Nella città che si identifica come capitale della cultura ospitale e della gastronomia di qualità, saranno in programma fino a febbraio 2014 delle proposte di aggregazione in luoghi messi a disposizione dal Comune.

La finalità del progetto è ben marcata: non vuole essere una tribuna celebrativa della gastronomia emiliana, ma porre invece l’attenzione sulle dinamiche sociali che si instaurano di fronte ad una tavola imbandita fra i vari ospiti. Questo perchè è l’elemento umano alla base, non il prodotto in sè, e così dichiara Beatrice Balsamo, psicanalista alla testa dell’evento: mens-a vuole “risvegliare la pratica del convivio, la sola che educhi al rispetto ed al pensiero pensoso”, per una migliore qualità delle relazioni umane ed al buon gusto come stile di vita.

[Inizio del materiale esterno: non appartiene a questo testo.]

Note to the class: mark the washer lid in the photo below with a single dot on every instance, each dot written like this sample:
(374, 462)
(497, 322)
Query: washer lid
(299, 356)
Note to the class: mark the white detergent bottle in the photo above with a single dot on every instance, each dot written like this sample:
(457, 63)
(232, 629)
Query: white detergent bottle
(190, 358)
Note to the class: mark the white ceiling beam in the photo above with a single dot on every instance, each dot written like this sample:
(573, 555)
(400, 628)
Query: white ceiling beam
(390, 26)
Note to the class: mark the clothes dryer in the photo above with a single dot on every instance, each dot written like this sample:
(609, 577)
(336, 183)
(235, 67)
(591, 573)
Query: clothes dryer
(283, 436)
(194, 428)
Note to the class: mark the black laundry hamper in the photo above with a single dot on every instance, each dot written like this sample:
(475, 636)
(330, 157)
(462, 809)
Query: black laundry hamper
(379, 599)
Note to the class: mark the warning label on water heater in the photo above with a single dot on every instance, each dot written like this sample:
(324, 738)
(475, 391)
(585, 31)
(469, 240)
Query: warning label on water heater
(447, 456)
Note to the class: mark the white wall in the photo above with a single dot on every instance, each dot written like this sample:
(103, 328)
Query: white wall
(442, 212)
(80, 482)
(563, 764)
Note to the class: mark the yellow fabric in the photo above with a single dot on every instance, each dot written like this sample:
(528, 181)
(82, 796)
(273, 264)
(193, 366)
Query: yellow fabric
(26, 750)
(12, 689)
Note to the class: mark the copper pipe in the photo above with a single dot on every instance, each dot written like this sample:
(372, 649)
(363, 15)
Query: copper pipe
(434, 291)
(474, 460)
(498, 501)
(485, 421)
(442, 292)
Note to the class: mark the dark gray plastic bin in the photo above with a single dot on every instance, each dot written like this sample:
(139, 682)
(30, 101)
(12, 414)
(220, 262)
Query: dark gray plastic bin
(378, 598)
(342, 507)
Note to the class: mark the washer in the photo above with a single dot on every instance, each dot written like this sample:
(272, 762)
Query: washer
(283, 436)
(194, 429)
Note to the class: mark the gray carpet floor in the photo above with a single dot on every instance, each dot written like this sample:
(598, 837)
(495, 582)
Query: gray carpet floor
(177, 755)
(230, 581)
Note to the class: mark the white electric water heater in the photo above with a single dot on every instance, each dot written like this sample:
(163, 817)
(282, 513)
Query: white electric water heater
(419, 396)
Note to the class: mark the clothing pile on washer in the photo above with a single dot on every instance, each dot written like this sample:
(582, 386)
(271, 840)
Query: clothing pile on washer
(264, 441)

I vari incontri saranno: il 30 novembre presso il Grand Hotel Majestic conferenze il pomeriggio e alle 20:30 al ristorante “I Carracci” cena a menù “Vera Bologna” con ospite principale Pippo Baudo; il 2 dicembre all’ Osteria del Sole dalle 20:00 “Racconti di pellegrini e viandanti”; il 5 dicembre l’evento “Augurare” presso Atti in via Capraie 7 si parlerà del significato dell’augurio e a seguire proiezione in Riva Reno 72 del film “Scrivimi fermo posta”, Lubitsch, 1940. Nelle giornate del 26/11, 12/12 e 11/02/2014 presentazioni alla libreria IBS (via Rizzoli 18) dei libri di G.Bottiroli “La ragione flessibile. Modi d’essere e stili di pensiero”, “Il secolo artusiano” di G.Frosini, “Amore. Sussurro di una brezza leggera…” di Canopi-Balsamo.

La ragion d’essere di tutta questa congerie è quindi promuovere attraverso la buona tavola un miglioramento dei rapporti umani attraverso il rispetto: perchè “il rispetto ci trattiene dal ledere, dall’offendere e dal manomettere” in una parola, conclude Balsamo, ” ci trattiene dalla violenza”.